This repository contains the source code of our work on designing efficient CNNs for computer vision

Sachin Mehta

Last update: Nov 26, 2022

Related tags

Deep Learning cnn pytorch object-detection semantic-segmentation pascal-voc cityscapes mscoco imagenet-classifier imagenet-dataset cnn-classification shufflenetv2 espnetv2 dicenet

Overview

Efficient networks for Computer Vision

This repo contains source code of our work on designing efficient networks for different computer vision tasks: (1) Image classification, (2) Object detection, and (3) Semantic segmentation.

Real-time semantic segmentation using ESPNetv2 on iPhone7. See here for iOS application source code using COREML.

Real-time object detection using ESPNetv2

Table of contents

Key highlihgts
Supported networks
Relevant papers
Blogs
Performance comparison
Training receipe
Instructions for segmentation and detection demos
Citation
License
Acknowledgements
Contributions
Notes

Key highlights

Object classification on the ImageNet and MS-COCO (multi-label)
Semantic Segmentation on the PASCAL VOC and the CityScapes
Object Detection on the PASCAL VOC and the MS-COCO
Supports PyTorch 1.0
Integrated with Tensorboard for easy visualization of training logs.
Scripts for downloading different datasets.
Semantic segmentation application using ESPNetv2 on iPhone can be found here.

Supported networks

This repo supports following networks:

ESPNetv2 (Classification, Segmentation, Detection)
DiCENet (Classification, Segmentation, Detection)
ShuffleNetv2 (Classification)

Relevant papers

Blogs

Performance comparison

ImageNet

Below figure compares the performance of DiCENet with other efficient networks on the ImageNet dataset. DiCENet outperforms all existing efficient networks, including MobileNetv2 and ShuffleNetv2. More details here

Object detection

Below table compares the performance of our architecture with other detection networks on the MS-COCO dataset. Our network is fast and accurate. More details here

	MSCOCO
	Image Size	FLOPs	mIOU	FPS
SSD-VGG	512x512	100 B	26.8	19
YOLOv2	544x544	17.5 B	21.6	40
ESPNetv2-SSD (Ours)	512x512	3.2 B	24.54	35

Semantic Segmentation

Below figure compares the performance of ESPNet and ESPNetv2 on two different datasets. Note that ESPNets are one of the first efficient networks that delivers competitive performance to existing networks on the PASCAL VOC dataset, even with low resolution images say 256x256. See here for more details.

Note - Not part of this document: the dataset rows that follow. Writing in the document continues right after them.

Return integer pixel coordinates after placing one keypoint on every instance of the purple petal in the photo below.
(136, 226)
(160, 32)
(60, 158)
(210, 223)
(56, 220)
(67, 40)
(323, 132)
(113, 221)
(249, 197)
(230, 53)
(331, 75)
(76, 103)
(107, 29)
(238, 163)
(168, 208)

	Cityscapes			PASCAL VOC 2012
	Image Size	FLOPs	mIOU	Image Size	FLOPs	mIOU
ESPNet	1024x512	4.5 B	60.3	512x512	2.2 B	63
ESPNetv2	1024x512	2.7 B	66.2	384x384	0.76 B	68

Training Receipe

Image Classification

Details about training and testing are provided here.

Details about performance of different models are provided here.

Semantic segmentation

Details about training and testing are provided here.

Details about performance of different models are provided here.

Object Detection

Details about training and testing are provided here.

Details about performance of different models are provided here.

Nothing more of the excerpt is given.